NEW YORK -

After setting new historic lows in March and April, the auto loan rate associated with the S&P/Experian Consumer Credit Default Indices increased marginally in May.

S&P Dow Jones Indices and Experian determined the auto loan default rate ticked up just 1 basis point to 0.93 percent.

Meanwhile, the national composite rate — a comprehensive measure of changes in consumer credit defaults — came in at 1.04 percent in May, the lowest default rate since May 2006.

In other credit segments analysts track for this monthly report, the bank card rate jumped to 2.97 percent in May, 13 basis points higher than the prior month. The first mortgage default rate continued its downward trend from 1.30 percent in October of last year to 0.92 percent in May.

“Consumer credit default rates decreased for their seventh consecutive month,” said David Blitzer, managing director and chairman of the index committee for S&P Dow Jones Indices.

“The national composite is now only one basis point above its historic low,” Blitzer continued. “Mortgage default rates saw the biggest decline when compared to auto and bank card rates.

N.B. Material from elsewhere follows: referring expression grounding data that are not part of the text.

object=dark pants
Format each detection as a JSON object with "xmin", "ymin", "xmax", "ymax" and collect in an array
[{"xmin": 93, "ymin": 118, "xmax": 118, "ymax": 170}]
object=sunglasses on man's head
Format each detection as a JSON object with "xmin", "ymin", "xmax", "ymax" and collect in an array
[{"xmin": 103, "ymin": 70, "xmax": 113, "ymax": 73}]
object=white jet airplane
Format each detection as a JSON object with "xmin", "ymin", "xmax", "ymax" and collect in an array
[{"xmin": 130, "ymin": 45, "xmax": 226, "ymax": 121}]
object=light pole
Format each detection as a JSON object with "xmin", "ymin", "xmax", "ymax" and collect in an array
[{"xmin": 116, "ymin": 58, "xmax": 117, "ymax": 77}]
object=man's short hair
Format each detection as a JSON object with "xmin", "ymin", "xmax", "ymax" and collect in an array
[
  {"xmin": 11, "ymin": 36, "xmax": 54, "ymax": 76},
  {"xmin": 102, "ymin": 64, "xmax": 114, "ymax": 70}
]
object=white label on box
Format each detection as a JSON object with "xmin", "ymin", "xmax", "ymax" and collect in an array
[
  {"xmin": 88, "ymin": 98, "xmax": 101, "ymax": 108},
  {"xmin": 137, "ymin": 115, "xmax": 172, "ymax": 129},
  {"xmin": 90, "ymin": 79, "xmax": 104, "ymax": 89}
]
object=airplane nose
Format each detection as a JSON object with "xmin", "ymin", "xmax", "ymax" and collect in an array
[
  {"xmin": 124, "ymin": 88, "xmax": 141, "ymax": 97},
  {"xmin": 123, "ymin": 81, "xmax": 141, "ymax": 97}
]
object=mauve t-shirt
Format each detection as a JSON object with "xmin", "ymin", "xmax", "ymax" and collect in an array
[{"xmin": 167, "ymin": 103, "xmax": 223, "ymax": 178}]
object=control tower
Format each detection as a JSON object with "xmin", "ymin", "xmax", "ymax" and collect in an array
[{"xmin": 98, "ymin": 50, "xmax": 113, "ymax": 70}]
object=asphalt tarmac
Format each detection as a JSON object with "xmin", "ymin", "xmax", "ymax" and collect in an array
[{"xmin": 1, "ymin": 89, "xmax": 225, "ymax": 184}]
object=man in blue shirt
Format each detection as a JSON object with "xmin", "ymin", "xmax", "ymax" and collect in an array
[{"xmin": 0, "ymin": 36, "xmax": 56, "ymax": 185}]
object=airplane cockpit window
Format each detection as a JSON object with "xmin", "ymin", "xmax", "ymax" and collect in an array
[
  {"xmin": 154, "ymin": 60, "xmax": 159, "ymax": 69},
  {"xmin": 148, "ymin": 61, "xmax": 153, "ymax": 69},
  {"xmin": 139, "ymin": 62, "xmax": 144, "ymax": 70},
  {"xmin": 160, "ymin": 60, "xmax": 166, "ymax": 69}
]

“Although historically low default rates are welcome, some home buyers may have difficulty qualifying for mortgages. Last year saw a surge in home prices but we are seeing signs of slowing gains this year. One question is whether banks are willing to make mortgage loans as home prices rise faster than incomes,” he went on to say.

Looking at the top five cities S&P Dow Jones Indices and Experian watches, Dallas’ default rate dropped to a new historic low of 0.77 percent.

“New York was the only city to see its default rate increase but it showed the largest drop-off from one year ago,” Blitzer said. “Chicago, Los Angeles and Miami are at their lowest default rates since the start of the last recession.”

Miami continues to maintain the highest default rate of the five cities at 1.74 percent in May.

“All five cities — Chicago, Dallas, Los Angeles, Miami and New York — remain below default rates seen a year ago,” Blitzer said.

Jointly developed by S&P Indices and Experian, Blitzer reiterated the S&P/Experian Consumer Credit Default Indices are published monthly with the intent to accurately track the default experience of consumer balances in four key loan categories: auto, bankcard, first mortgage lien and second mortgage lien.

The indices are calculated based on data extracted from Experian’s consumer credit database. This database is populated with individual consumer loan and payment data submitted by lenders to Experian every month.

Experian’s base of data contributors includes leading banks and mortgage companies and covers approximately $11 trillion in outstanding loans sourced from 11,500 lenders.